Wie weit muss und kann sich Europa selbstständig verteidigen? Nach Trump, dem chaotischen Rückzug von Biden und der Nato aus Afghanistan und der gestärkten Verteidigungsallianz „Aukus“ (Australien/UK/USA) gegen China, ohne Einbezug Frankreichs, stellt sich diese Frage erneut mit aller Dringlichkeit.
Was würde eine Europäische Sicherheitsallianz für das Verhältnis zur Nato bedeuten? Ist Frankreich, als nunmehr einzige EU-Macht mit globaler sicherheitspolitischer Bedeutung, bereit, seine Souveränität europäisch zu teilen? Ist Deutschland soweit, aus dem Schatten seiner Vergangenheit herauszutreten, um den ihm auf der Basis seiner Wirtschaft zufallenden Hauptteil an der strategischen Autonomie Europas zu übernehmen? Können die naturgemäss treuesten Atlantiker unter den EU-Mitgliedern (Osteuropa, Baltikum, Skandinavien) dazu bewegt werden, vermehrt auch sicherheitspolitisch auf Europa zu setzen? Würden Realität und speziell Perzeption vermehrter strategischer Autonomie für Europa dessen globale Hauptwidersacher – China und Russland – tatsächlich überzeugen? Mit der eingangs formulierten, vermeintlich klaren Frage stellen sich gleichzeitig komplexe Detailfragen, welche eine klare Antwort im Moment schwierig machen.
Französischer Furor
„Frankreich ist empört“ lauten die Schlagzeilen zum Vertragsbruch Australiens, eine ganze Anzahl fest bestellter französischer U-Boote nun doch nicht zu kaufen und dafür auf amerikanische „nuclear subs“ mit hoch entwickelter Technologie zu setzen.
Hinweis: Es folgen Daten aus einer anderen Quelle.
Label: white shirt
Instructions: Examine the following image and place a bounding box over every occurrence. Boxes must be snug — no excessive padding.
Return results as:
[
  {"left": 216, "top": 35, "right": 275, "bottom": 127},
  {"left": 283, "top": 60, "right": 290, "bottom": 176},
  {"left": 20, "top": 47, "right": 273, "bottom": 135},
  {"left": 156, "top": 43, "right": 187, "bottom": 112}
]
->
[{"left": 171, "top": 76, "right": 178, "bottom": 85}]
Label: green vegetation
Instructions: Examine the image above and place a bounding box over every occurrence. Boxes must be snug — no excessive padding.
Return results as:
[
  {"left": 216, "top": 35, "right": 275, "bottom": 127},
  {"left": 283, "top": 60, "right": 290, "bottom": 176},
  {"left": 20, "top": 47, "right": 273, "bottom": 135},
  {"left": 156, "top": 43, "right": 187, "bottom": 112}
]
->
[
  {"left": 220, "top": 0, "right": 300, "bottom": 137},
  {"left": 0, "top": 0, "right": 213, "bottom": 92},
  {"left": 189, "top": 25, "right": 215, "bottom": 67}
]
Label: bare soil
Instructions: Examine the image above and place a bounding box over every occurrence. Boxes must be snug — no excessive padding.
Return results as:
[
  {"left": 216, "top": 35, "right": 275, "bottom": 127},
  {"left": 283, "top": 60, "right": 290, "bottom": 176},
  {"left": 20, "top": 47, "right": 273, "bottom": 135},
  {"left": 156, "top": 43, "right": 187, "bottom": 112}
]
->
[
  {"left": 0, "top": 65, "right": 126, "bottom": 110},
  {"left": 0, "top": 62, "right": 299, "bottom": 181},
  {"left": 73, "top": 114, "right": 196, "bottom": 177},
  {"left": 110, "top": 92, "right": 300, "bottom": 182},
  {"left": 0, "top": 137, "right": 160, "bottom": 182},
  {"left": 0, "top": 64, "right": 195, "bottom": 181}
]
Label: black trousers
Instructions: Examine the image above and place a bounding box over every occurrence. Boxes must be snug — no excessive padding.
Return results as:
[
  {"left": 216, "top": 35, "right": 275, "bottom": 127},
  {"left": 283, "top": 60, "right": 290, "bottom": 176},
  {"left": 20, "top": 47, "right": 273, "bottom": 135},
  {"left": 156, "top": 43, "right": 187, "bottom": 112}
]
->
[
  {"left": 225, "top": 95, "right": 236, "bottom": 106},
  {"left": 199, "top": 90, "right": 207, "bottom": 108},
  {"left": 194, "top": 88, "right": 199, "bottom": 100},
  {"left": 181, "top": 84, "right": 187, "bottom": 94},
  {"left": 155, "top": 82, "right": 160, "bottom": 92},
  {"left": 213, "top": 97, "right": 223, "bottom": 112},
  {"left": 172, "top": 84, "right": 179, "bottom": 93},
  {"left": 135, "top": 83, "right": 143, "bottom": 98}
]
Die einen sagen, der französische Furor sei gerechtfertigt, nachdem Canberra offensichtlich wort- und vertragsbrüchig geworden sei und mit dem entgangenen Auftrag Frankreich an Bedeutung als pazifische Macht verliere. Die anderen weisen auf die natürliche Tendenz hin, dass Australien seine bereits starke Allianz mit der pazifischen Supermacht USA so entscheidend verstärke und Frankreich als rüstungstechnischer Partner traditionell schwierig sei.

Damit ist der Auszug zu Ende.